Dia menambahkan, gerakan yang diinisiasi anak muda seperti dia perlu lebih progresif. Dalam hal puskesmas saja, dia mencatat masih ada 9 persen puskesmas yang belum dialiri listrik. Menurut Badan Pusat Statistik tahun 2021, jumlah puskesmas di Indonesia mencapai 10.260 unit. Artinya masih ada sekitar puskesmas 923,4 puskesmas yang belum dialiri listrik. Inilah ladang kegiatan sosial Nahla dan teman-temannya.
Menurut Nahla, proyek di Puskesmas Lindu itu mendapat respons yang amat bagus dan banyak yang ikut tergerak. Teman-teman dia yang bekerja di bidang kesehatan dan Teknik pun ikut membantu. Kini Pelita Khatulistiwa diawaki Nahla dan tujuh orang yang terus bekerja membantu puskesmas yang kesulitan listrik.
Nahla dan teman-temannya tidak begitu saja memberi bantuan. Mereka aktif memonitor penerima bantuan terutama tentang perawatan alat. Mereka diajari agar mandiri dalam merawat dan mengoperasikannya.

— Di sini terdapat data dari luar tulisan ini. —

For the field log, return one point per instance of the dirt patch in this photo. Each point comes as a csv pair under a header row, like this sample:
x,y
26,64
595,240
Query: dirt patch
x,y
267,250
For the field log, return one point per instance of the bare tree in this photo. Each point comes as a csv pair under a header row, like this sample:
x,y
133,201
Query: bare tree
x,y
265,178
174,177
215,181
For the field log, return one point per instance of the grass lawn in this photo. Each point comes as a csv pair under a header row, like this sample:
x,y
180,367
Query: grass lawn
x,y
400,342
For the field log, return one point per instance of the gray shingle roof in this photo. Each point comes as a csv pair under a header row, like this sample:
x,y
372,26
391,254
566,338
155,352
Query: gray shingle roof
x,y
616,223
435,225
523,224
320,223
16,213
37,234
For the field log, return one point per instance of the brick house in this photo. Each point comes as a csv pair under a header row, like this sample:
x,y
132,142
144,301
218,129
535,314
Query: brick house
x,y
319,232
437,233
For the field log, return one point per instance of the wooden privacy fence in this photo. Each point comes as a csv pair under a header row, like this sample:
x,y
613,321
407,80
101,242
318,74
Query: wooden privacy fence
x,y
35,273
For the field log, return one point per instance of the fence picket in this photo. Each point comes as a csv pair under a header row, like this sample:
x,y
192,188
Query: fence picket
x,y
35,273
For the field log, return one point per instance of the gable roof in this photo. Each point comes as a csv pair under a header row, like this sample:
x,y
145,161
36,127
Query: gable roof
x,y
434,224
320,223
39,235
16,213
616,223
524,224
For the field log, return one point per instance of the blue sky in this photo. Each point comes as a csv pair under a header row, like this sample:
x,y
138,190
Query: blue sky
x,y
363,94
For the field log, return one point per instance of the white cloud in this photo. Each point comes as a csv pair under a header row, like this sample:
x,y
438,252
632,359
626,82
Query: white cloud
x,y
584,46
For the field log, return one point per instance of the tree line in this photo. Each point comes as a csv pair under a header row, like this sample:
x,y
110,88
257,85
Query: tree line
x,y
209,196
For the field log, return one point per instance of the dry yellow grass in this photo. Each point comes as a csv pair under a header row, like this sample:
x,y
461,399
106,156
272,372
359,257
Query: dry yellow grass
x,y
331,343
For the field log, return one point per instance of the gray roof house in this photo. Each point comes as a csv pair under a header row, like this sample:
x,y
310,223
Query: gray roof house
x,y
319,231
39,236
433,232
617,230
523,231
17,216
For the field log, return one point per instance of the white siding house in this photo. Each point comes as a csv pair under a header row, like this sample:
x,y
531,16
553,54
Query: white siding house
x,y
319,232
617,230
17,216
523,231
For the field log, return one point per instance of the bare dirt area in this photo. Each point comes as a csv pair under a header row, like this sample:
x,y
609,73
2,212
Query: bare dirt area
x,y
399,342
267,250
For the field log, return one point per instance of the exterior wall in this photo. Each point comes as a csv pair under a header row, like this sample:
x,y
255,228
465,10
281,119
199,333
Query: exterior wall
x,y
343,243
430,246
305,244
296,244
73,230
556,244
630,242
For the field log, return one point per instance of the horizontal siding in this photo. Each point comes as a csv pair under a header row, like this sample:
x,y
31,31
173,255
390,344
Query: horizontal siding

Proses pemberian bantuan juga tidak mudah. Bisa sampai enam bulan mulai pengumpulan dana sampai instalasi panel tenaga surya. Dananya antara Rp 60 sampai 90 juta.
Meskipun bukan hal mudah dalam proses penggalangan dan penyaluran bantuan tersebut, Nahla menikmatinya. Ayahnya yang seorang dosen dan ibunya yang seorang guru mengajarkan kepada Nahla untuk peduli sejak kecil. Ketika di bangku sekolah pun dia aktif dalam kegiatan sosial yang kemudian mengantarkannya sebagai ketua OSIS di MAN 4 Jakarta. Begitu kuliah, dia aktif di Badan Eksekutif Mahasiswa yang makin menebalkan rasa pedulinya terhadap sesama.
Kepeduliannya itu yang kemudian di ganjar penghargaan. Salah satunya penghargaan Satu Indonesia Award pada 2018 oleh Astra.
Nahla Jovial Nisa
Lahir: Yogyakarta, 11 July 1991
Pandidikan: 2021 – 2022: Program Magister di Universitas Erasmus Rotterdam, Belanda.
2013– 2014: Pendidikan Profesi Keperawatan, Fakultas Keperawatan, Universitas Indonesia
2009 – 2013: Fakultas Keperawatan, Universitas Indonesia
Prestasi:
2012 – 2013 Lulusan terbaik tiga besar Fakultas Keperawatan Universitas Indonesia.
2018: Satu Indonesia Award
2020: Dipilih sebagai Country Fellowship dari Indonesia 2021 dalam SEATCA’s 20th Anniversary Fellowship Program in Tobacco Control.
2021: Perwakilan Indonesia dalam John Hopkins Global Leader for Tobacco Control Training.